There are no easy answers to some of the concerns raised within this bill, which is all the more reason the government should have allowed more time to properly consider this bill and negotiate properly to address some of the problems identified by different unions—not behind closed doors but in full view of a public debate and a debate that would enable members of this council to come to this place with fully formed views and the ability to have properly consulted.
For example, I ask the government: where is the Law Society advice on this particular piece of legislation? Has the Law Society even had the time to provide us with its expertise? We have in this parliament a very perfect vehicle for better consultation on this bill than has been possible to date, and I flag that I will move that this bill be referred to that committee—that is, the Parliamentary Committee on Occupational Safety, Rehabilitation and Compensation—for inquiry and report.

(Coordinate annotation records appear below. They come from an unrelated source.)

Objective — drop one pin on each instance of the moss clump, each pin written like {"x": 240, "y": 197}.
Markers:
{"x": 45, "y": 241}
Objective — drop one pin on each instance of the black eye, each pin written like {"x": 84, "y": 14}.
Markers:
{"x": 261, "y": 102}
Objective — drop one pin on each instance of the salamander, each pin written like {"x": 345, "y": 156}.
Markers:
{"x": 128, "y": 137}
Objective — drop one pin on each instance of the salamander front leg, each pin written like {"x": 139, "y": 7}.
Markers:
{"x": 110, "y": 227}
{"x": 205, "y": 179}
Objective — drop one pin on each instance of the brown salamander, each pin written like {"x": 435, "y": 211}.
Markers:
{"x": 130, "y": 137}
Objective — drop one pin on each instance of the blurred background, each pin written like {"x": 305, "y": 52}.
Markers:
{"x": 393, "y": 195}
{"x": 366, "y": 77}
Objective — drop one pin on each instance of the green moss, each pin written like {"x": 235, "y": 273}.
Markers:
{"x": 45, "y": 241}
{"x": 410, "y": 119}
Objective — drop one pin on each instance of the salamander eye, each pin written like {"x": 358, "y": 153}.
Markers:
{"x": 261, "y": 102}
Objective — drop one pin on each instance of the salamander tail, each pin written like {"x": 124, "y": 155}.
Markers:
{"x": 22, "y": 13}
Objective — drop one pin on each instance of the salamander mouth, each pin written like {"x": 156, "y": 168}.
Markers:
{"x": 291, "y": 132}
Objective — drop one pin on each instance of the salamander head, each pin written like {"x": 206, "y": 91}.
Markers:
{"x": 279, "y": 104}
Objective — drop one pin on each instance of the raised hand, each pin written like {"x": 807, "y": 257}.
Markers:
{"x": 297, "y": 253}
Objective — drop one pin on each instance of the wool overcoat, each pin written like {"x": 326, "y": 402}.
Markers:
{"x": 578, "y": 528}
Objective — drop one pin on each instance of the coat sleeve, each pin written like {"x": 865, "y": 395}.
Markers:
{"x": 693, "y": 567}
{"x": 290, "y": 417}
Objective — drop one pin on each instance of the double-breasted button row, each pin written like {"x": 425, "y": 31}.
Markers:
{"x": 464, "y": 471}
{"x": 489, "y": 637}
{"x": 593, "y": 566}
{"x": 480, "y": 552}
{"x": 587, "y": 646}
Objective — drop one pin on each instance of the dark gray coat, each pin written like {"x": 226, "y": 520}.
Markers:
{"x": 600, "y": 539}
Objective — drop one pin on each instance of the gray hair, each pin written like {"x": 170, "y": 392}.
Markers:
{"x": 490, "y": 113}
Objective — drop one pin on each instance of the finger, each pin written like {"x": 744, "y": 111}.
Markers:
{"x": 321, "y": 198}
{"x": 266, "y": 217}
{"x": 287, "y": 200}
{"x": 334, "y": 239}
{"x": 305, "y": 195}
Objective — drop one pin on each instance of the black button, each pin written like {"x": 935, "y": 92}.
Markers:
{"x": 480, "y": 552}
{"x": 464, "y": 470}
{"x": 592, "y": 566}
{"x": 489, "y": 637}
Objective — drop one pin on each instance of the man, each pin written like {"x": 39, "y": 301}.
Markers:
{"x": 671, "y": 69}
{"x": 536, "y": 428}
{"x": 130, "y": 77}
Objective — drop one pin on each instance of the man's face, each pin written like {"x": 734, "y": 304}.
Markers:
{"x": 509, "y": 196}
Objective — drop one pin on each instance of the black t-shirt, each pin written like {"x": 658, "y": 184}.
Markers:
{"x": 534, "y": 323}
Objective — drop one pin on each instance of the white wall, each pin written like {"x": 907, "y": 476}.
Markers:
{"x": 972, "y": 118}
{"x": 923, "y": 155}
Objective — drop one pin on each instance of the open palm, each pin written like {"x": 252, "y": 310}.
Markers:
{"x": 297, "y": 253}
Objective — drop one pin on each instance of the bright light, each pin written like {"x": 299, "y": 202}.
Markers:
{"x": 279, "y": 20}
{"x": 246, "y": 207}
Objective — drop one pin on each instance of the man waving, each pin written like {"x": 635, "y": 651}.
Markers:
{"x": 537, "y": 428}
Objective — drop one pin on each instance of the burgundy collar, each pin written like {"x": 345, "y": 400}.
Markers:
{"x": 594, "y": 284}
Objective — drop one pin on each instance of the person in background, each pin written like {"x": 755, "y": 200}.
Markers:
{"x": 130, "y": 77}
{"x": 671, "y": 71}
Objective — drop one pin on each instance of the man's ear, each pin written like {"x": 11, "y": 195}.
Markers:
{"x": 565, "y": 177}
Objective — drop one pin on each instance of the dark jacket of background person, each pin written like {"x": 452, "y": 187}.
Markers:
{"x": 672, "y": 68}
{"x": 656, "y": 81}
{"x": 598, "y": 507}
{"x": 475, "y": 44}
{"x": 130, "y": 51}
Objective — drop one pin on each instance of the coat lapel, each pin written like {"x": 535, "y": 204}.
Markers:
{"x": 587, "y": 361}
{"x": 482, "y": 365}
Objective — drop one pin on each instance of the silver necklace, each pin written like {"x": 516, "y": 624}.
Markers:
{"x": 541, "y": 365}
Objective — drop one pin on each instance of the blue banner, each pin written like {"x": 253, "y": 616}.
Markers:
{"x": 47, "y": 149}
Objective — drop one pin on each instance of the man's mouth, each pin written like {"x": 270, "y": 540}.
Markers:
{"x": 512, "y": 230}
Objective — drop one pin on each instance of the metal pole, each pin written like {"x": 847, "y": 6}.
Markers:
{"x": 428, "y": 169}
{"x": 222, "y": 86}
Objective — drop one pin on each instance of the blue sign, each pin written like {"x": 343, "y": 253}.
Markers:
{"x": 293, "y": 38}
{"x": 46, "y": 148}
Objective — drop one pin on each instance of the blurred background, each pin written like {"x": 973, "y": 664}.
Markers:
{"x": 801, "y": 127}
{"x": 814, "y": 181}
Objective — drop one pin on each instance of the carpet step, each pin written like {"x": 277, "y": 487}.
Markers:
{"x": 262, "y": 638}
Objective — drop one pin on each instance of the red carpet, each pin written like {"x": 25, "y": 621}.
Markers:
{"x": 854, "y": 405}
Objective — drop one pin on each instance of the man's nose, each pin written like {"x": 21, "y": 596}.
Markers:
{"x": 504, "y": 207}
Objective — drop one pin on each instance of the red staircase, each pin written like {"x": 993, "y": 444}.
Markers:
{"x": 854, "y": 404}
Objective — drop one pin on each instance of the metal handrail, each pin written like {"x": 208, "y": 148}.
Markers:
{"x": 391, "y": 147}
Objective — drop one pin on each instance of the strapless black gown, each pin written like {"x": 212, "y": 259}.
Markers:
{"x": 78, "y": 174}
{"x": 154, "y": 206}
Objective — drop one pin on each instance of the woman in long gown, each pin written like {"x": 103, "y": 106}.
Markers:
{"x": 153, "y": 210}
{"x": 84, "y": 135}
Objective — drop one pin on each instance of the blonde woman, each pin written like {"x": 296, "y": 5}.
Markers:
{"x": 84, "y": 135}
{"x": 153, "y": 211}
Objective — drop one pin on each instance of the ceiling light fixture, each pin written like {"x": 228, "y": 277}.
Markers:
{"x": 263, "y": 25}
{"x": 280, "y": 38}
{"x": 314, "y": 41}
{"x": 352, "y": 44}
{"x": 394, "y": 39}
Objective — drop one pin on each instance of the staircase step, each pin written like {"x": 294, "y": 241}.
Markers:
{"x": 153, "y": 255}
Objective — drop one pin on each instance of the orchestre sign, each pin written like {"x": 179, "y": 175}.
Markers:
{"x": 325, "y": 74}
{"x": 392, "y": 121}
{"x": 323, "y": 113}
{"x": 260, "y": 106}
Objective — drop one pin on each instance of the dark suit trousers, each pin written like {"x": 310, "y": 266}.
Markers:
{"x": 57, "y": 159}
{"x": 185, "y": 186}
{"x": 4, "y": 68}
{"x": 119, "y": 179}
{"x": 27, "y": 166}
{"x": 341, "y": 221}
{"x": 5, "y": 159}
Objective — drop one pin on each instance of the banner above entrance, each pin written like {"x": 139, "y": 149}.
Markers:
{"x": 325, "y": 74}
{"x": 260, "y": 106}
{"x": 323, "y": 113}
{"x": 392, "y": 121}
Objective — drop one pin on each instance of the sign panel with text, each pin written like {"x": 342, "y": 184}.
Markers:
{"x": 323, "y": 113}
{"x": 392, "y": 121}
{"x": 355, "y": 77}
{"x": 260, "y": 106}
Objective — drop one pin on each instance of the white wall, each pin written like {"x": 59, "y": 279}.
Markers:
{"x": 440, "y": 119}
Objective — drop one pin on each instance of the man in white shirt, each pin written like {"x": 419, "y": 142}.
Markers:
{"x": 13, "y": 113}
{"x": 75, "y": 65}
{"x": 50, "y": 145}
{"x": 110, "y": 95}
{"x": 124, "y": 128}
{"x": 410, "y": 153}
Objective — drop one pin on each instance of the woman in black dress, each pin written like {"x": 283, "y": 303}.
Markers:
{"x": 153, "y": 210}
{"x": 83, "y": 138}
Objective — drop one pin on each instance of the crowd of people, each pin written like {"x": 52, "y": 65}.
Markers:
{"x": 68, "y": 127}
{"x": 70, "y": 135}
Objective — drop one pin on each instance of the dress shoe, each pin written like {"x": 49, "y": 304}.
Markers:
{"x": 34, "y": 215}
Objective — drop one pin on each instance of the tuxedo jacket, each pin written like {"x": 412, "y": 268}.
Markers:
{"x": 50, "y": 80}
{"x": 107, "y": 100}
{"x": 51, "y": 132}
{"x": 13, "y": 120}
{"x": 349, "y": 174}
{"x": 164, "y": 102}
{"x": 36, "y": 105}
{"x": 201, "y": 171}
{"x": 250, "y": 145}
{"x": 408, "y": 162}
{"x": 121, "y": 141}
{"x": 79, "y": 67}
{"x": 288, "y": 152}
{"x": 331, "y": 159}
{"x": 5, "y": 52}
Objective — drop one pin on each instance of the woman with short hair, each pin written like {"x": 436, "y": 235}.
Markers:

I note that in the past—I have been a member of this place for quite a while now—when we have referred off hybrid bills, as is required under the standing orders, to a committee, the committee has reported back within literally one or two days. I would hope that would not be the case here, but this committee could report back literally within one or two weeks but have the full ability to take on board all the considerations and come back to this place with a debate that is supported by the full information and, hopefully, such things as Law Society advice. That committee need not drag things out, and the government holds the numbers on that committee. It was hardly going to recommend that we not proceed, but it would allow for that appropriately informed and more nuanced debate to occur.
It is pretty disappointing that the Labor Malinauskas government would expect to rush through this legislation in literally one sitting day after they introduced it. It hampers the ability of members to do their job of consulting properly. It has hampered me in the ability to have moved a notice of motion for a referral to a committee, and it has certainly put undue stress on many concerned as we work through the fine detail of this bill.
I have tabled some amendments, and I note that the poor parliamentary counsel staff have been absolutely run off their feet this week and were quite surprised to learn that this bill was going to a vote this afternoon. It meant that they had to reschedule their work, and they do such fine work that I can only thank them for that but also apologise for the undue stress we have placed those particular workers under because of a lack of process in this place.
I will say that I do have a number of letters from a number of unions, and literally not a single letter agrees with the other in its entirety. Possibly if you asked 20 different stakeholders in this, you might get 21 different opinions. That does not mean that we should rush through a process. That means we should take a considered approach, debate this appropriately and give ourselves the time to ensure that this debate is supported by the best possible information, the fullest information, and has allowed parliamentary counsel, the Law Society and others to provide their expertise and input. With that, I anticipate quite a few questions should we get to clause 1 of this bill.